Em julho de 2011, em vésperas de se apresentar no 18º Festival de Jazz de Istambul com o projeto “Mujeres de Agua”, Javier Limón dava uma entrevista ao diário “Zaman”. Falava de traços culturais comuns aos países do Mediterrâneo e, a certa altura, puxando a brasa à sua sardinha, o jornalista pergunta-lhe pela cantora Aynur (Dogan). “Tem a voz de uma guerreira”, respondeu o produtor, “além de que possui aquele tom lamuriento que é característico do cantar cigano”. No dia 15, ao lado de vocalistas gregas, israelitas ou espanholas, Aynur pôs-se debaixo do holofote e seguiu pelo labirinto melismático do flamenco até que, na sua língua materna, a curda, entoou uma canção de amor.

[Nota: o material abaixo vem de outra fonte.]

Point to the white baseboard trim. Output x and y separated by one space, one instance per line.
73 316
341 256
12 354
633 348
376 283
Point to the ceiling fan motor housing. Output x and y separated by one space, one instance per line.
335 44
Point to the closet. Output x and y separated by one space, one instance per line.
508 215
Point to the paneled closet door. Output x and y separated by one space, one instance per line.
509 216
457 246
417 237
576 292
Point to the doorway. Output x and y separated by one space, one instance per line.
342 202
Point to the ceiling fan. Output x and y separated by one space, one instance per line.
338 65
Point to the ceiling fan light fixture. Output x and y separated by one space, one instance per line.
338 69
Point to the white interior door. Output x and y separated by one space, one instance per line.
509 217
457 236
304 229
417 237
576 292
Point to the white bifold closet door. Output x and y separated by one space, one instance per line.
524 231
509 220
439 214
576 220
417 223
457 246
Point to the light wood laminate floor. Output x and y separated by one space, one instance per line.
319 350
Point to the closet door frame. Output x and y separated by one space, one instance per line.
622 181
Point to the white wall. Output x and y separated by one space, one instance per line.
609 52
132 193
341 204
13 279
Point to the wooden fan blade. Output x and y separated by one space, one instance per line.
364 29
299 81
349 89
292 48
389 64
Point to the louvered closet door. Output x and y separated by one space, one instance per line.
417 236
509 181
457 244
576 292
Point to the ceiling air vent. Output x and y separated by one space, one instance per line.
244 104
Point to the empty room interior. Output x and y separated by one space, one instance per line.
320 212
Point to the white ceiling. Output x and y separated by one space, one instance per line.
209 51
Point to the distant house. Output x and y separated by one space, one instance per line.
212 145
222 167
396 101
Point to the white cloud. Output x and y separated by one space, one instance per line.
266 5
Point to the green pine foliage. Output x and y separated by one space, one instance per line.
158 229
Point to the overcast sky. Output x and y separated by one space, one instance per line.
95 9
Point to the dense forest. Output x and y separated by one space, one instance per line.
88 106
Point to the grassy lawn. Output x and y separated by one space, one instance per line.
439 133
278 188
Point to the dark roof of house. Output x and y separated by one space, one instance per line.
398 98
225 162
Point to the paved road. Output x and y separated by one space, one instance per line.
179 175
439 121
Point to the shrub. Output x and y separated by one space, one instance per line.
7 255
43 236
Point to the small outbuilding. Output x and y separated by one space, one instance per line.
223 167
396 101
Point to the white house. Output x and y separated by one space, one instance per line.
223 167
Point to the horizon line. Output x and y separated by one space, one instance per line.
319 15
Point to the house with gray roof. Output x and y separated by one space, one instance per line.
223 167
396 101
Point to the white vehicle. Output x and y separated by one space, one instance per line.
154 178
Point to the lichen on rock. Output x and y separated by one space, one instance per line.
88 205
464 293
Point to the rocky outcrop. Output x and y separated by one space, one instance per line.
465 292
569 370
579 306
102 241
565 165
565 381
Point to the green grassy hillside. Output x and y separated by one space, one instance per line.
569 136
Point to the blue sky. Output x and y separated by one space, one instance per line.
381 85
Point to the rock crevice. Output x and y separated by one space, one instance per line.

Notou-se algum mal-estar entre o público, um ou outro berro rompeu com o silêncio protocolar, cuspiram-se para o ar versos da “Marcha da Independência” e, de repente, a voz da cantora foi varrida por uma vaia: exigiam que cantasse em turco. Aynur ficou a olhar para a assistência, sem saber se haveria de rir, chorar ou lutar, até que saiu de palco. Um ano mais tarde atuava no festival Morgenland, de Osnabrück, e, respondendo ao desafio de Cemîl Qoçgirî (instrumentista alemão de origem alevita), aceitou participar num ensaio com dois músicos que admirava mas que não conhecia pessoalmente: o iraniano Kayhan Kalhor e o azerbaijano Salman Gambarov, também presentes na edição desse ano do festival alemão. O encontro foi captado em vídeo: vêem-se os dedos de Gambarov a poisar nas teclas do piano com a solenidade de um cego que se prepara para revelar ao mundo um importante texto em braille, ouvem-se notas hesitantes no kamancheh de Kalhor, como o gaguejar de uma criança que aprende a ler, e um arpejo na tambura de Qoçgirî anuncia uma cantilena vinda de tempos imemoriais. Hoje perguntam a Aynur o que sentiu quando tocaram juntos pela primeira vez e ela responde que foi como chegar a casa. “Hawniyaz”, que, em curdo, quer dizer “precisamos todos uns dos outros”, é música para quem ainda procura o caminho.